While there are no classical pieces of earth-shattering importance—a fair amount of Libya’s classical heritage made its way to Italian and other European museums during the Italian occupation—there are vibrant, dynamic mosaics of daily life from the ancient cities of Leptis Magna and Sabratha, many centered around fishing and sea creatures, and important panels from the arch of Septimius Severus at Leptis Magna. The mosaics compare with the best in Tunisia, with tiny fragments that capture light and allow for great naturalism. But the Roman glass on show is mediocre, and even if the empty cases that once held jewelry and other small artifacts were full, they would not compare in extent with the holdings of the Metropolitan Museum of Art in New York, not to mention the Italian museums. The Islamic artifacts are substandard, which probably reflects the fact that Libya was a backwater for most of the postclassical period.

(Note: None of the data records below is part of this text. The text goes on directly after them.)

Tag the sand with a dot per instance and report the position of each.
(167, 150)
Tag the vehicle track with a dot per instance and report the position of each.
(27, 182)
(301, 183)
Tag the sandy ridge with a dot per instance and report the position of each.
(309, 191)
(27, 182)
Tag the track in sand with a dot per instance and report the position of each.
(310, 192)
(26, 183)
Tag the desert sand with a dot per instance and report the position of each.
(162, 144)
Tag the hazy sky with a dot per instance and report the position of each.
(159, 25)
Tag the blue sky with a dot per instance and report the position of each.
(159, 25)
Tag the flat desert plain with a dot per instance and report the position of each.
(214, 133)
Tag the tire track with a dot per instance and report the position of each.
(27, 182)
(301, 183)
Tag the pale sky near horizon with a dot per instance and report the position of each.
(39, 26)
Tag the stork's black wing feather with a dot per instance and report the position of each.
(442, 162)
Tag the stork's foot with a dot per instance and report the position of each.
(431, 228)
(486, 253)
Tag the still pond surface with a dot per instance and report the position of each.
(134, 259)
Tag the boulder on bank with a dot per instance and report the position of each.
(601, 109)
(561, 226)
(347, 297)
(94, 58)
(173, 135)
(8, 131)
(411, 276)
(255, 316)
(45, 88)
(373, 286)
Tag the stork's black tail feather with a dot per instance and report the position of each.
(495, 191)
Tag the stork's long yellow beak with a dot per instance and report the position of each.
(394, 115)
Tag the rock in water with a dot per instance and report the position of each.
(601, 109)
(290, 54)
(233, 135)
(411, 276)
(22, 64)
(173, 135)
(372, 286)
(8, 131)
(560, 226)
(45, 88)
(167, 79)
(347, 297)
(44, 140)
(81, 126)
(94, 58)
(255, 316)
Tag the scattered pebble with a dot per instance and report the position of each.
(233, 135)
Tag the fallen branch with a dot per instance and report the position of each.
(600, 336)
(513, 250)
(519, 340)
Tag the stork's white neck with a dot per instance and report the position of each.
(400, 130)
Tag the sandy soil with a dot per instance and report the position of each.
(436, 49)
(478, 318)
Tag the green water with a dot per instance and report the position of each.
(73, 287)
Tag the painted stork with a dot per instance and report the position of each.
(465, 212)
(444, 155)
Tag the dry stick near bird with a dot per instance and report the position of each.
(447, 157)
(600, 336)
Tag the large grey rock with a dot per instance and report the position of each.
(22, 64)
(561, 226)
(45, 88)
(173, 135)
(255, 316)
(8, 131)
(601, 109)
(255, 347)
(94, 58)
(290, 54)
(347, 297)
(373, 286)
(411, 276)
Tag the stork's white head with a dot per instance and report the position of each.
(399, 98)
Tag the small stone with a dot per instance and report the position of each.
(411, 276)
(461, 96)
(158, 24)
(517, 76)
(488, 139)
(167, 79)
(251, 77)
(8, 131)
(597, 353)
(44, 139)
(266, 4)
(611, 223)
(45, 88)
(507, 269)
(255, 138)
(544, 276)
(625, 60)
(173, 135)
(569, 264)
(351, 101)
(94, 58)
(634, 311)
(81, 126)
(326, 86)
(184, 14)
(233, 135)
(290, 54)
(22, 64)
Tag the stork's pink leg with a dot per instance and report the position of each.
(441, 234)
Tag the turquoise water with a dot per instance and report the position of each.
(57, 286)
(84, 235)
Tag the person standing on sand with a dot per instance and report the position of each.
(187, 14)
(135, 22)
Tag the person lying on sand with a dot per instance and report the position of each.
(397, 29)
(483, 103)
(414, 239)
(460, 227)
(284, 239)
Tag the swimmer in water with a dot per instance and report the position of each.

The well-traveled foreign visitor will be most thrilled by the pieces from Libya’s indigenous civilizations, mainly unfamiliar to Westerners. There is a fascinating bijou third-century mausoleum and panels of bas reliefs from Ghirza, south of Misrata, whose endearingly naive depictions of animals and foliage show a fusion of local and Greek art. There are also artifacts from the mysterious Garamantian desert empire, thought to be a Berber civilization. Work is still being done on the remote desert sites where these objects were found. The exhibits on Libya’s rich prehistoric heritage only hint at its splendor and importance. The vast desert covering most of the country below the Mediterranean coast contains some of the world’s finest prehistoric rock art—represented here mainly by photographs and reproductions—along with shards of the indigenous pottery and the 5,400-year-old mummy of a 7-year-old girl found in the Acacus Mountains in 1958.

Libyan cultural and educational institutions usually have a Rip Van Winkle quality, with decades-old signage, little Web presence, and an insular orientation—and the museum is typical. Libyans are not big on maintenance, and many of the light bulbs were out when I visited. But Ms. Howasi is quick to note that most of the improvements she hopes for are cosmetic. In her opinion, the museum does not need a major cash infusion. She did not ask for foreign help. (That is much more necessary to conserve Libya’s neglected archaeological treasures, as Saleh Alagab, head of the Department of Antiquities, has noted.) Ms. Howasi’s attitude, which is common here, reflects the pride and self-confidence of a people who won their freedom with their own blood. And the fact that the museum’s treasures were respected by the revolutionaries is an encouraging sign for Libya’s future.